Cataracts: water, energy, light, and aging 

Because of the baby boom population bulge, the market for cataract surgery and the little plastic intraocular lenses is growing wonderfully. According to the World Health Organization, there were about 20 million cataract surgeries performed in 2010, with 32 million expected in 2020. In the US, about 3 million cataract surgeries are performed annually. Revenue from sale of the intraocular lenses in the US alone was $775,000,000 in 2010, and is expected to reach $965,000,000 by 2017. In 2010, the Alcon company earned $1,200,000,000 from one type of intraocular lens. (Market Research.com) To promote the sale of the "premium'" lenses, which cost thousands of dollars, patients are told that the more expensive lenses will save them money in the long run, by making ordinary glasses unnecessary (sometimes). 

The lens replacement surgery is now sometimes recommended when a cataract has caused only a slight decrease in visual acuity, or even a suspected decrease in acuity.

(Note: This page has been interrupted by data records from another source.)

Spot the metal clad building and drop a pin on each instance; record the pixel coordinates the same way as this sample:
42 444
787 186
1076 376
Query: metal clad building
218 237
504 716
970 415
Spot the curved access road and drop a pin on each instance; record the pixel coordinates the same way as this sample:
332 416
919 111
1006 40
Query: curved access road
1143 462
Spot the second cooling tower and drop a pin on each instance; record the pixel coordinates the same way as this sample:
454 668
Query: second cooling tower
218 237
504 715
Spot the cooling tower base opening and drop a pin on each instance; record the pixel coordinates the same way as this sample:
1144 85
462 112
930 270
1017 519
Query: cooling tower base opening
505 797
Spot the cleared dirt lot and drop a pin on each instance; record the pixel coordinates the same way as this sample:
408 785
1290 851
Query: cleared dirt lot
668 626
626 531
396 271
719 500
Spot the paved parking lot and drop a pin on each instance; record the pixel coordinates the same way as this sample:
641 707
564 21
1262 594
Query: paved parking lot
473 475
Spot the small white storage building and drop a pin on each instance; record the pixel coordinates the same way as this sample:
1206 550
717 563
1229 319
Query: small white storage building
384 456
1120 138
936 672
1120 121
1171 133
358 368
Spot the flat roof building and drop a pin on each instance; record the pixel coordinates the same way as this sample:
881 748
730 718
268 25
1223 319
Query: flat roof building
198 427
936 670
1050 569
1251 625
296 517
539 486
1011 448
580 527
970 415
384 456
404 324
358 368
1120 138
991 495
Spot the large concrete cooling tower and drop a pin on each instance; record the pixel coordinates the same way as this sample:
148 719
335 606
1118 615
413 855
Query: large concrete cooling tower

I haven't known anyone who had the surgery who had been informed of the incidence of complications of the surgery, which result in permanent blindness for thousands of the patients every year. 

Some of the causes of cataracts have been known for many years, but the knowledge is usually ignored by the medical profession. Medical myths about the causes of disease support present practices. Myths about the causes of cancer, heart failure, hypertension, menopause, osteoporosis, sarcopenia, depression, dementia, and cataracts are designed to reinforce each other, forming an interlocking system, an ideology of the organism. 

The conventional ideology identifies pathological cells and defective proteins and bad genes as the causes of organ failure and disease, and "aging" is seen as a dimension in which entropy tends to increase those defects.  

This ideology discourages thoughts of "field" effects in which the function of a molecule, a cell, or an organ affects, and is affected by, things that aren't in direct contact with it. This is why the removal of a lens is treated so casually. There is some knowledge about the effects of systemic disease on the eye, but very little about the effects of particular parts of the eye on systemic physiology, and relatively few physicians are aware of the effects of one part of the eye on the other parts of the eye. A few of these physiological interactions within the eye are very interesting. For example, injury to the lens powerfully stimulates regeneration of nerves in the retina (Fischer, et al., 2000). Things which injure the lens enough to cause cataracts to develop might also be injuring the retina, but the emission of stimulating substances from the lens must be a compensating influence. 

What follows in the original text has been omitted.